Scientists believe they have found why elderly people’s immune systems weaken with age, leaving them susceptible to opportunistic pathogens that often prove fatal. The results may illuminate an avenue that could allow researchers to "rejuvenate" a person’s immune system – vital in the ongoing battle against COVID-19 and flu-like diseases.
“Through this study, we have gained a new understanding of why older adults are more susceptible to infectious diseases, which will enable us to identify potential new treatments,” said senior author Michael Demetriou, a professor of neurology at the UCI School of Medicine, in a statement.
“We’ve identified a potential fountain of youth for the immune system.” added Haik Mkhikian, first author of the paper.
The results were published in the journal Nature Aging.
T-cells are one of the most important immune cells in the body, coordinating the immune response by either directly killing foreign pathogens or signaling other immune cells to kill them. As we age, our T-cells become increasingly impaired, weakening the immune system and leaving our bodies vulnerable to diseases that usually just cause mild sickness.
This is one of the largest reasons why COVID-19 and the flu have such high mortality rates in populations aged 65+, and is a key area of focus for scientists attempting to prolong lifespans in humans.
One mechanism by which T-cells become impaired is called N-glycan branching. Without getting into the extreme details of it, complex carbohydrates (called glycans) that are attached to proteins play an integral role in how they function, and remodeling of these carbohydrates can have a dramatic outcome.

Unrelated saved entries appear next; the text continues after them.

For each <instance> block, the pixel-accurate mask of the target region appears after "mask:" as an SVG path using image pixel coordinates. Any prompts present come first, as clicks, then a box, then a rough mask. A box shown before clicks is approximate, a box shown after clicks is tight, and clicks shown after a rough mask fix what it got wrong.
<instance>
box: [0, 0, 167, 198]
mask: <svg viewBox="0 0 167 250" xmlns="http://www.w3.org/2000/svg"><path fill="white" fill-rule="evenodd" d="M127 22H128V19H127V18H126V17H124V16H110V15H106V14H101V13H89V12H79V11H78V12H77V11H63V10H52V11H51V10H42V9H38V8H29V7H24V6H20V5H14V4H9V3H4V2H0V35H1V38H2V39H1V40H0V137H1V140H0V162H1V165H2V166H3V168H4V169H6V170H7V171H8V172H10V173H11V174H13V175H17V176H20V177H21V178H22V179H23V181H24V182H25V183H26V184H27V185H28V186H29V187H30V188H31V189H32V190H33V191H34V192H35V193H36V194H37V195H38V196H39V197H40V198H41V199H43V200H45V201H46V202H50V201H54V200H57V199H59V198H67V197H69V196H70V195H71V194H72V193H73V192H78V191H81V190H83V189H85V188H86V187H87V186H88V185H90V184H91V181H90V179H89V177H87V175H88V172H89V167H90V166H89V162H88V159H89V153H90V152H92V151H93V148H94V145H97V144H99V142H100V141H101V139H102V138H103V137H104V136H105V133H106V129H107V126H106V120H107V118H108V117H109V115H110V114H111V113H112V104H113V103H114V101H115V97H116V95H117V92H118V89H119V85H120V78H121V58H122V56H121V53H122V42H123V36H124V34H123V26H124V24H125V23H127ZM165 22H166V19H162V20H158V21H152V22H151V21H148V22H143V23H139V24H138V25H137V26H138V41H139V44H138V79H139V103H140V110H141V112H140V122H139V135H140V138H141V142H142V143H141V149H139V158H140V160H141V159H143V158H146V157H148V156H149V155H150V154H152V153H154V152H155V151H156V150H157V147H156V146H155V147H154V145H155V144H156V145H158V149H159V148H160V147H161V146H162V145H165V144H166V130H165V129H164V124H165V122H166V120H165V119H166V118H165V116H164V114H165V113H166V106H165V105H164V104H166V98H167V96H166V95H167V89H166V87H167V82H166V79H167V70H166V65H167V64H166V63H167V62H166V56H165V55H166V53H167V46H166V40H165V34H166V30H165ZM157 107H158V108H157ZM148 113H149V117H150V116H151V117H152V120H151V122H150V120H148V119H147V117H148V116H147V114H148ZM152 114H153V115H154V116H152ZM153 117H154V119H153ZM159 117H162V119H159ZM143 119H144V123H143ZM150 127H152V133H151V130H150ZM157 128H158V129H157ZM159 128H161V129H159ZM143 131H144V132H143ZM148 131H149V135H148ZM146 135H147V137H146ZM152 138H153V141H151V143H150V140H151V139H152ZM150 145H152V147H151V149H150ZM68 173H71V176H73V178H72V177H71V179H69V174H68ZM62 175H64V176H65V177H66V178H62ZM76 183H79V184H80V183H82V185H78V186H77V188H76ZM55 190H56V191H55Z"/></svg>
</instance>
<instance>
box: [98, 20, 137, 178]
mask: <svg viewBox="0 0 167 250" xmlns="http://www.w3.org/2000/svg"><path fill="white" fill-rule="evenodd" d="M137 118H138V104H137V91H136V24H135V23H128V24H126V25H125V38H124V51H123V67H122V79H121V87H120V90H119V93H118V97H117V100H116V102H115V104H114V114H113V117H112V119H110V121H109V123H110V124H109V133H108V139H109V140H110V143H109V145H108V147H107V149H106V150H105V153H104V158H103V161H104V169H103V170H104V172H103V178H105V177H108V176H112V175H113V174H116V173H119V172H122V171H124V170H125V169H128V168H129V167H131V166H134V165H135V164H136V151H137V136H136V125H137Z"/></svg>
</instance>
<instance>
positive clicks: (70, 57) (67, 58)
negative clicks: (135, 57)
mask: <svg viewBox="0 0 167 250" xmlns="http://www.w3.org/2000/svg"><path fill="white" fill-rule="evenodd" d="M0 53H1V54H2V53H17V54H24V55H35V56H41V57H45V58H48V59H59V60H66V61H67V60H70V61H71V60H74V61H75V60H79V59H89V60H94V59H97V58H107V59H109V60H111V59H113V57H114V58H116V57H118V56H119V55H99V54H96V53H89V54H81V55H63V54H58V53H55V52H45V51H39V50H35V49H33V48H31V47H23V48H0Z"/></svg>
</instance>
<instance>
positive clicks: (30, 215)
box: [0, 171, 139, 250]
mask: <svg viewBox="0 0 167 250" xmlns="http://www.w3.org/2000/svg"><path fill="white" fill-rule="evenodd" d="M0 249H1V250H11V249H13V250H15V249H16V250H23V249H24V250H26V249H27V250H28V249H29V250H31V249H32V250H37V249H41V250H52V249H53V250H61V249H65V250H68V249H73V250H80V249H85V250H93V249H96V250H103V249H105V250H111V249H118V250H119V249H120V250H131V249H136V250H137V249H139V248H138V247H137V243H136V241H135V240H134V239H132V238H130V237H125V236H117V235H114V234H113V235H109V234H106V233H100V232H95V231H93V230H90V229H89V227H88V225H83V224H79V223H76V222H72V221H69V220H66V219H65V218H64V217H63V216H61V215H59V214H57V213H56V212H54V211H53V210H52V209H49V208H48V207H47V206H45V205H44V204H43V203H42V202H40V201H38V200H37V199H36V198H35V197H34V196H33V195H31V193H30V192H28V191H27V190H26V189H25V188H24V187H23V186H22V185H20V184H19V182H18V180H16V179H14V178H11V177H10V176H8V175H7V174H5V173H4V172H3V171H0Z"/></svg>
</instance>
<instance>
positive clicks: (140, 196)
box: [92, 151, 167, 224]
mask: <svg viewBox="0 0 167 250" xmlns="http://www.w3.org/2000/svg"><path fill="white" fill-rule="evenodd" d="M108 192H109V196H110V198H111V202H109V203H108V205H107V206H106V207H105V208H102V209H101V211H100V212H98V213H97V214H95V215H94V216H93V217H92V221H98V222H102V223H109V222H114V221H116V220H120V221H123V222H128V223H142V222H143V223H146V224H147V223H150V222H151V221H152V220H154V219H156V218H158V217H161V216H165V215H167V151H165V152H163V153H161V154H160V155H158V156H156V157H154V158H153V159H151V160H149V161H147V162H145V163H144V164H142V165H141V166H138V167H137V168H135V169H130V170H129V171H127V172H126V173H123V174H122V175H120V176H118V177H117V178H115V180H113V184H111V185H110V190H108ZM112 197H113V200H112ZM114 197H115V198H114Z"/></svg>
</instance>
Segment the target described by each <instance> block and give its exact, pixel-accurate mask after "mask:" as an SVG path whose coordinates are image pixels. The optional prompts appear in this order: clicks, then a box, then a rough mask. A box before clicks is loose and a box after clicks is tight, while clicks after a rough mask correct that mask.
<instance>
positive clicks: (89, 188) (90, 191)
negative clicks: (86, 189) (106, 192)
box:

The new results, discovered by analyzing aging mouse and human T-cells, identified that as cells age, these "remodeled" glycans are added in increased numbers to the critical immune cells, resulting in impaired function that may explain why older immune systems struggle. Such increases in branched glycans appeared to be due to an increase in the metabolite N-acetylglucosamine plus the activity of a cytokine called Interleukin 7. The effect was particularly pronounced in females when compared to males.
When old human cells were treated with proteins that inhibited branching, they discovered the T-cells increased activation and proliferation, suggesting both N-glycan branching is likely at fault for the inhibition of T-cells, but that it also may be reversible.
“Our research reveals that reversing the elevation in branched glycans rejuvenates human and mouse T cell function and reduces severity of Salmonella infection in old female mice,” said Demetriou.
“This suggests several potential novel therapeutic targets to revitalize old T cells, such as altering branched glycans or the age-triggered elevation in serum N-acetylglucosamine and IL-7 signaling.” Mkhikian added.
The research could allow for sex-specific targeted therapies that could bolster elderly people’s immune systems in the face of pathogens, though it remains to be seen if such a treatment would be viable outside laboratory conditions.